Life of country gentry and peasantry in County Down. With the latter the Author is particularly effective, bringing out their characteristics with quiet “pawky” humour. Especially, there is Mrs. M’Killop and her wise saws. But the Colonel and his wife are also very well drawn. There is pathos as well as humour. Noteworthy also are the descriptions of sea-coast scenery, and the story of the fight on the “twalth”—(I.B.L.). It is a simple tale of lover’s misunderstandings. Religious strife is pictured with perhaps undue insistence.

⸺ TINKER’S HOLLOW. Pp. 336. (Arnold). 6s. 1912.

A charming and delicately-told love story, with a background of life among the Presbyterians (both the better class, and the peasantry and servants) near a small town in Co. Antrim. Shows an intimate and sympathetic knowledge of the people that furnishes the characters of the story.
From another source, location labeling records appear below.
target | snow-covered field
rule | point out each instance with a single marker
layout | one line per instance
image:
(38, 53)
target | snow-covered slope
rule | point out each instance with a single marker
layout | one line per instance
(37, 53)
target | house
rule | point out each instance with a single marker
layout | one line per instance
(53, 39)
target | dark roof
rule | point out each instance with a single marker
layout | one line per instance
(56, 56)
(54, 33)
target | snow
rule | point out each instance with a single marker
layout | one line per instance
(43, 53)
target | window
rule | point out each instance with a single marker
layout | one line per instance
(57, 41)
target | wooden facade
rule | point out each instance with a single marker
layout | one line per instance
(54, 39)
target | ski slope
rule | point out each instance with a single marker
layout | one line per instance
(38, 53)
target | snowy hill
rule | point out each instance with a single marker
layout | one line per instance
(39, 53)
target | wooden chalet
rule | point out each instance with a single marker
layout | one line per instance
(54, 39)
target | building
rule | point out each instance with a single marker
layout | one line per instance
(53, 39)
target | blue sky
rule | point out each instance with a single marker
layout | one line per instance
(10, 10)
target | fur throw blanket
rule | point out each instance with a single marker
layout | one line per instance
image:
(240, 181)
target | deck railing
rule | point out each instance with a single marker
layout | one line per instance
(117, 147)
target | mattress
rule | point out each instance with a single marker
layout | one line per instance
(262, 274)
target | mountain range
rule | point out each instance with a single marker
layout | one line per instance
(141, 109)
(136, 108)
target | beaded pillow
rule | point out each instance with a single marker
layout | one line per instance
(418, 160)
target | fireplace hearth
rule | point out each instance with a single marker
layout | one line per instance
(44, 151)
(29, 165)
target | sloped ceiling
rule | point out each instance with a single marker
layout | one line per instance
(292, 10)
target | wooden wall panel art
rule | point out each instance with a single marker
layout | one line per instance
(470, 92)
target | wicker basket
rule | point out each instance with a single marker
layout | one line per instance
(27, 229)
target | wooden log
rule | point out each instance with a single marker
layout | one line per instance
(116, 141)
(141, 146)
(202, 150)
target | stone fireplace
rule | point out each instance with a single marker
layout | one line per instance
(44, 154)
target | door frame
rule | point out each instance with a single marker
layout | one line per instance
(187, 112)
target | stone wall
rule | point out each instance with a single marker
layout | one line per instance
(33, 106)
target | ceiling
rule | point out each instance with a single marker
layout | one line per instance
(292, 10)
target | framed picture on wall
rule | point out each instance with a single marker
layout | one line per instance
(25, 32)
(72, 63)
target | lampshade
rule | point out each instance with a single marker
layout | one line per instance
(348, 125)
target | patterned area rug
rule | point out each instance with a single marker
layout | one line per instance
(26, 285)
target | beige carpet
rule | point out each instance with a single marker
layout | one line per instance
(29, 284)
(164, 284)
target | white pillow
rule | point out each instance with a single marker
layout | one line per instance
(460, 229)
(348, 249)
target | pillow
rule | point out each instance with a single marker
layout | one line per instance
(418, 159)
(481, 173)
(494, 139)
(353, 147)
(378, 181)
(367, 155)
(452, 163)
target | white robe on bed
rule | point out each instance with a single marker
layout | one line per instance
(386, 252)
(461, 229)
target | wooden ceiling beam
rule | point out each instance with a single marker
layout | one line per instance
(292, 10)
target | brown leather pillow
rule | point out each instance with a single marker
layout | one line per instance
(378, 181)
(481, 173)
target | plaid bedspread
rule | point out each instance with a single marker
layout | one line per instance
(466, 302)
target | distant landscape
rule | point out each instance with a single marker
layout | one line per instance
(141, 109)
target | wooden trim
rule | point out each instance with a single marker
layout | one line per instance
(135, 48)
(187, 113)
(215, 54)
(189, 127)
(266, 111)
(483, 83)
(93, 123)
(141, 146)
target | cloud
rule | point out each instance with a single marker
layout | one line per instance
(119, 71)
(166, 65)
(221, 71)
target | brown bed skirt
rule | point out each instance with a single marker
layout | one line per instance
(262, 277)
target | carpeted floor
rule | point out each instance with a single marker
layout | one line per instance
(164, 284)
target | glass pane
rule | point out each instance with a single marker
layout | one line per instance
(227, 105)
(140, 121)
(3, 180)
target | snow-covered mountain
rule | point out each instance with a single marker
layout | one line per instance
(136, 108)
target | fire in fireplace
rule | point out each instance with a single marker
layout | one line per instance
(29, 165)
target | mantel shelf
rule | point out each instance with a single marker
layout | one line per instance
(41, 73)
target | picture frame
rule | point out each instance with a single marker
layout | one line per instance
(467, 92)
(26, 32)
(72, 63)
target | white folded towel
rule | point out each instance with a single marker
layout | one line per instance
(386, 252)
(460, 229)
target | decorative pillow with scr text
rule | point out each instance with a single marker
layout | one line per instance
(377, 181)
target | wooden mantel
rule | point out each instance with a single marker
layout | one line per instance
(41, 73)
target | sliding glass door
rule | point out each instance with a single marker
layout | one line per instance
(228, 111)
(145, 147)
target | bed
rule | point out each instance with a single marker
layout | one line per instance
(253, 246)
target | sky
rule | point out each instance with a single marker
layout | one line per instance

The dialect is perfectly reproduced. There is a pleasant picture of the bright and sunny Sally Bruce growing from girlhood into womanhood amid the dull austerity of Coole House, in the society of her two maiden aunts and her bachelor uncle. There are pleasant gleams of Northern humour, not a few gems of rustic philosophy, and vignettes of Antrim scenery. The human interest is, however, strongest of all.

⸺ THE BLIND SIDE OF THE HEART. Pp. 299. (Maunsel). 6s. 1915.

The story of Dick Sandford’s choice between his cousin Betty—English like himself—bright, charming, wholly of this world, and Ethne Blake whom he meets while on a visit to Ireland. The book is really a study, or rather an imaginative presentment of this strange, almost unearthly, figure as typifying the mystic, faery side of the Celtic temperament, and of the background of haunted Irish landscape and peasant fairy-lore, against which she moves. The vital difference in the two temperaments, Celt and Saxon, is suggested throughout. The peasantry of the remote mountain glens are pictured with sympathy and insight.

CROKER, Mrs. B. M., wife of Lieut.-Col. Croker, late Royal Munster Fusiliers; daughter of Rev. W. Sheppard, Rector of Kilgefin, Co. Roscommon; educated at Rockferry, Cheshire. She spent fourteen years in the East, whence the Eastern subjects of some of her novels. These number nearly forty. She resides for the most part in London and Folkestone.

⸺ A BIRD OF PASSAGE. Pp. 366. (Chatto & Windus). [1886.] New edition. 1903.

A love story, beginning in the Andamans. There is a lively picture of garrison life, including the clever portrait of the “leading lady” (and tyrant), Mrs. Creery. The lovers are separated by the scheming of an unsuccessful rival. The girl first lives a Cinderella life, with disagreeable relations in London, then is a governess, and finally (p. 256) goes to a relation in Ireland. Then there are amusing studies of Irish types—carmen (Larry Flood, with his famous “Finnigan’s mare”), and servants, and a family of broken-down gentry. Things come right in the end.

⸺ IN THE KINGDOM OF KERRY. (Chatto & Windus). 3s. 6d. 1896.